Despiciam dites despiciamque famen
[«desdeñaré riquezas y desdeñaré el hambre», Tibulo, Carmina, I, I: 78],

mas no porque carezca de necesidades o deseos, sino porque habré aprendido a dominar tanto a las unas como a los otros. No se halla acertado Séneca cuando sostiene que experimentar una necesidad equivale a hacerse esclavo de ella. Experimentar una necesidad (del tipo que sea, y, para el caso, cualquier otro afecto, no significa más que  estar vivo): la esclavitud nace del dominio y la sujeción, y por eso, siempre que sea yo quien domine y sujete, nunca seré esclavo de una necesidad, sino dueño; y en disponiendo de lo imprescindible para vivir con una cierta dignidad y decoro, podré no tener otro anhelo que el que

Me mea paupertas vita traducat inerti,
Dum meus adsiduo luceat igne focus

[«a mí mi frugalidad me lleve a lo largo de una vida tranquila,
en tanto mi hogar alumbre con su fuego diario» Tibulo, I, I: 5-6];

y sabré conformarme con lo me ha sido dado y con aquello que es posible; porque un estado dichoso no nace de una ambición que jamás se ve colmada ni de la persecución de fantasías y quimeras, sino del conformarse con lo que tenemos que, en siendo suficiente, es ya de sobra.

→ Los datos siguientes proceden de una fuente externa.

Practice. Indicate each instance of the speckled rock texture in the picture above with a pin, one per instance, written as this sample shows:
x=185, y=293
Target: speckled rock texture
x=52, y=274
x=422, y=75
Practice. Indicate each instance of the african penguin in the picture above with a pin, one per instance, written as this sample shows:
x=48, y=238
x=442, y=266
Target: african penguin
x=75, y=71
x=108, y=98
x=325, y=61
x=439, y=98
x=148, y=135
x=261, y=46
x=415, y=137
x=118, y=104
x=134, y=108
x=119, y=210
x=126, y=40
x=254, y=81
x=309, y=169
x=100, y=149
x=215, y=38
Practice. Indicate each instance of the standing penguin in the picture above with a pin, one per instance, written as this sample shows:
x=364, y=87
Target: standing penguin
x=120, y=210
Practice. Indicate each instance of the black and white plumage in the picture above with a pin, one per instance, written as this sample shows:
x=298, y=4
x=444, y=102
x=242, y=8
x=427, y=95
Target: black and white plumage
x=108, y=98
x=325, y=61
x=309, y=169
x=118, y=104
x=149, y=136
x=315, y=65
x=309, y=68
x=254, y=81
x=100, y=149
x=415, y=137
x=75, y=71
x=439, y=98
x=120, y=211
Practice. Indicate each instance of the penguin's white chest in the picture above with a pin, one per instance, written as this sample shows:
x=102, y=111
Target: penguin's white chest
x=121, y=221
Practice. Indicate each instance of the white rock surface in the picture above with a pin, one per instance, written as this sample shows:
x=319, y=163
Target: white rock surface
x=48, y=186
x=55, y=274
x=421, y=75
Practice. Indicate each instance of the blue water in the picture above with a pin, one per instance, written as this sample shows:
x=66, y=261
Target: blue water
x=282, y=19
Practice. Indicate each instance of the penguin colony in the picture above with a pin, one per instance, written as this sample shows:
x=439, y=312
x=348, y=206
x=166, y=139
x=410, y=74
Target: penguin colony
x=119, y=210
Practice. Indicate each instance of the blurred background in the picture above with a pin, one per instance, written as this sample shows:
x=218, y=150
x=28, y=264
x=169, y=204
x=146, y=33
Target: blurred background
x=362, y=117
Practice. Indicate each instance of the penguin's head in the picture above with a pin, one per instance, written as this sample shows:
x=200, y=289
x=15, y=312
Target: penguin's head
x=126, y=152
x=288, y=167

Laetus in praesens animus quod ultra est
oderit curare et amara lento
temperet risu: nihil est ab omni
    parte beatum.

[«Feliz con lo presente, esquive el alma
sufrir por el futuro, y que lo amargo
temple mansa sonrisa: por completo
      nada hay dichoso», Horacio, Odas, II, XVI: 25-28].

Nadie hay que pueda verse libre de necesidades o deseos, a quien la desdicha no afecte o desagrade el goce, y que no aspire a que la primera sea mínima y el segundo máximo (ya venga de la carne o del espíritu), pero honroso es ser dueño de uno mismo y saber renunciar y resistir cuando hay que hacerlo. Y lo es, igualmente, saber conformarse con aquello que tenemos y con lo que se halla a nuestra alcance, pensando que seguramente hay a quien, acaso mereciéndolo más, la vida le ha dado menos, y que es estúpido dejarla pasar entre amarguras y lamentos por lo que no es ni ha de ser.

«Quien se contenta con lo poco que tiene en comparación con lo mucho que tú tienes, te iguala en riqueza, aunque tú fueras el mismo Coré, y si se aparta de adquirir aquello que tú ambicionas, entonces es, con mucho, más rico que tú. Quien se eleva por encima de las cosas del mundo ante las que tú te inclinas es, con mucho, más noble que tú» [Ibn Hazm de Córdoba, El libro de los caracteres y las conductas. Sobre la terapia de las almas, 12].

Pero lo que sucede, en verdad, no es que sea ésta la forma mejor o más noble de vivir: es que no hay otra.